Editorial en LA VANGUARDIA, 16/6/2011
Ayer vimos lo que ocurre cuando una masa, envalentonada por consignas simplistas que recuerdan el peor legado totalitario del siglo XX, trata de arrogarse la voz del pueblo contra sus representantes. Es la hora de estar junto a nuestras instituciones democráticas, sin fisuras, para recuperar la normalidad y evitar nuevas situaciones similares.
De gravísimos hay que catalogar los hechos de ayer en los alrededores del Parlament de Catalunya. Se trata de unos sucesos excepcionales, sin precedentes en los más de treinta años transcurridos desde la recuperación de la democracia y la autonomía. Más propios de otras latitudes y de otras épocas de la historia, los acontecimientos que ayer rompieron la normalidad han proyectado al resto del mundo una imagen penosa, inquietante y tercermundista de la sociedad catalana, lo que puede tener efectos muy negativos, económicos y de toda clase, a corto y medio plazo.

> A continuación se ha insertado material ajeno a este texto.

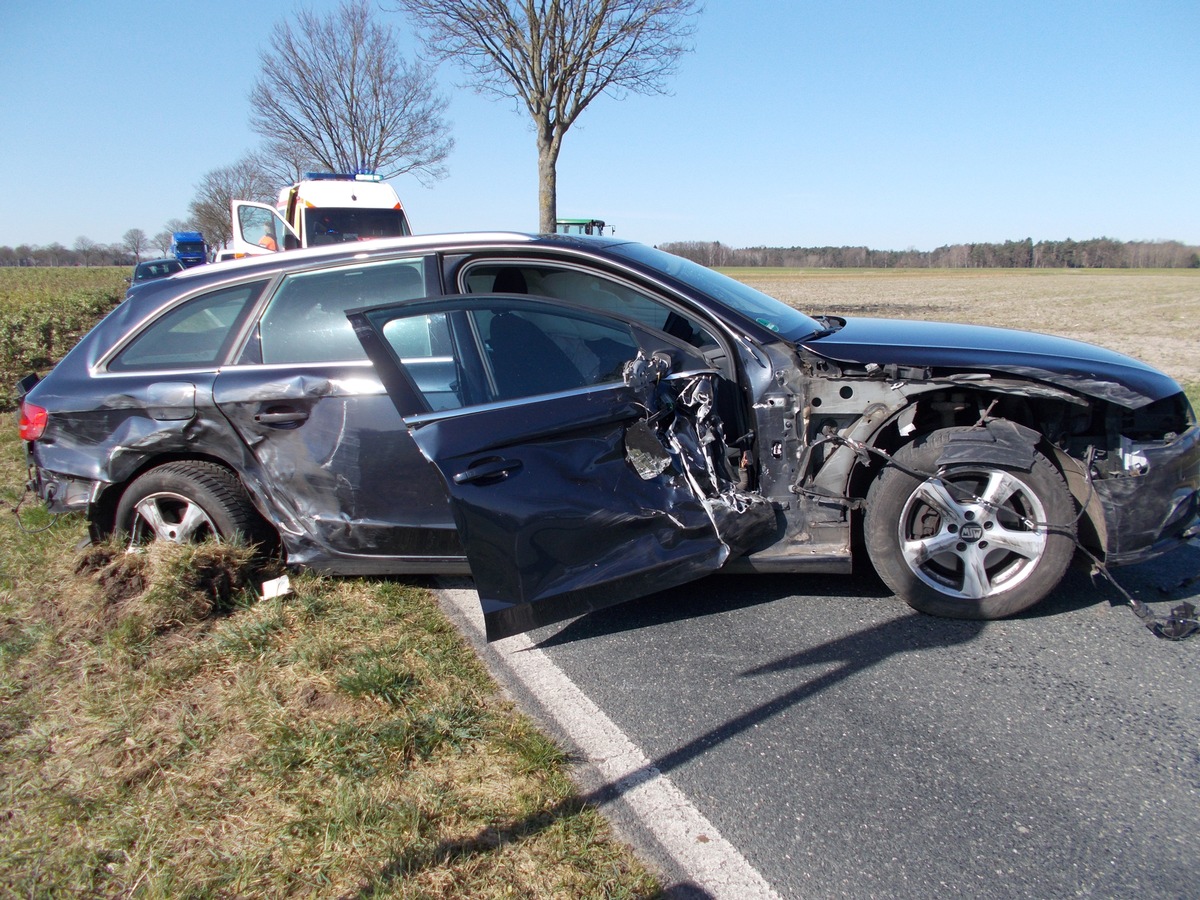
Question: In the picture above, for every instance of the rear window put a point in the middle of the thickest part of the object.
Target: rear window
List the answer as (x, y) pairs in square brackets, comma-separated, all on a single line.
[(196, 334)]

El bloqueo de los accesos al edificio de la Cámara organizado y practicado por un numeroso grupo de personas en nombre del movimiento de los indignados no tiene nada que ver con el derecho de manifestación y supone un delito. Las cosas han de llamarse por su nombre: se ha violentado la democracia y la defensa del Estado de derecho debe ser en estos momentos la prioridad.
Los congregados pretendían impedir la celebración del pleno y para ello no dudaron, incluso, en agredir verbal y físicamente a los diputados que acudían a cumplir con su obligación, así como a trabajadores del Parlament y periodistas. El presidente de la Generalitat, la presidenta de la Cámara, varios consellers y diversos diputados tuvieron que llegar en helicóptero. El espectáculo que ayer ofreció Catalunya fue vergonzoso. No se debe dramatizar, pero no estamos ante algo anecdótico ni pasajero. Intentar impedir que los representantes democráticos desempeñen la labor para la que han sido elegidos supone una agresión extrema a la soberanía popular y un atentado contra la convivencia.
El Govern tiene la obligación de emplear a fondo todos los medios policiales a su alcance para garantizar el orden público y el funcionamiento de las instituciones de las que nos hemos dotado. Se han rebasado – como dijo el president Mas en una declaración institucional-todas las líneas rojas y, por tanto, es momento de frenar de manera eficaz y firme lo que ya no es una protesta legítima, sino un ataque extremista, intolerante y agresivo contra la democracia.
¿Cómo hemos llegado hasta aquí? En el movimiento de los indignados y el surgimiento de las acampadas para reclamar otra política, como dijimos en su día, hay elementos muy diferentes que convergen. Hay un malestar, muy compartido, por ciertas rutinas y disfunciones de la democracia y un deseo de regeneración y apertura. Ello suscitó una ola de simpatía inicial hacia este movimiento. Pero, junto a mensajes concretos de tipo reformista, el magma de los indignados ha emitido, mayormente y de forma creciente, mensajes antipolíticos e inequívocamente populistas, sustentados en premisas que niegan toda validez y representatividad a nuestras instituciones.
Forma parte del marco democrático que las minorías expresen el disenso, incluso frontal, sobre el sistema, pero aquí se han invertido los términos: una minoría pretende menospreciar y negar las razones a una mayoría que piensa que la democracia se mejora desde dentro, diariamente. Una democracia de mayor calidad no se consigue bloqueando sesiones parlamentarias o alterando jornadas de reflexión. Los que han alimentado esta actitud fanática desde aulas y medios también deberían asumir sus responsabilidades en este desvarío violento.
El largo y azaroso camino recorrido por la sociedad catalana, al igual que la española, para conquistar un sistema de libertades y pluralismo que a todos nos ampare no merece la frívola, inmadura e irresponsable ceremonia de caos urdida por entornos que ignoran ono dan valor alguno a lo mucho que ha costado la consolidación de la democracia en nuestro país. La historia, sin la cual el presente aparece como una madeja sin sentido, nos explica que este Parlament de Catalunya, que fue ayer asediado, es la cristalización de muchas luchas, sueños y anhelos de varias generaciones. Y que sus diputados son, por tanto, depositarios de una clara voluntad de resolver pacíficamente las diferencias colectivas.
Las buenas intenciones, si van acompañadas de dogmatismo, nihilismo y desdén hacia los cauces y métodos democráticos, enfilan vías destructivas, impredecibles. Ayer vimos lo que ocurre cuando una masa, envalentonada por consignas simplistas que recuerdan el peor legado totalitario del siglo XX, trata de arrogarse la voz del pueblo contra sus representantes. Es la hora de estar junto a nuestras instituciones democráticas, sin fisuras, para recuperar la normalidad y evitar nuevas situaciones similares.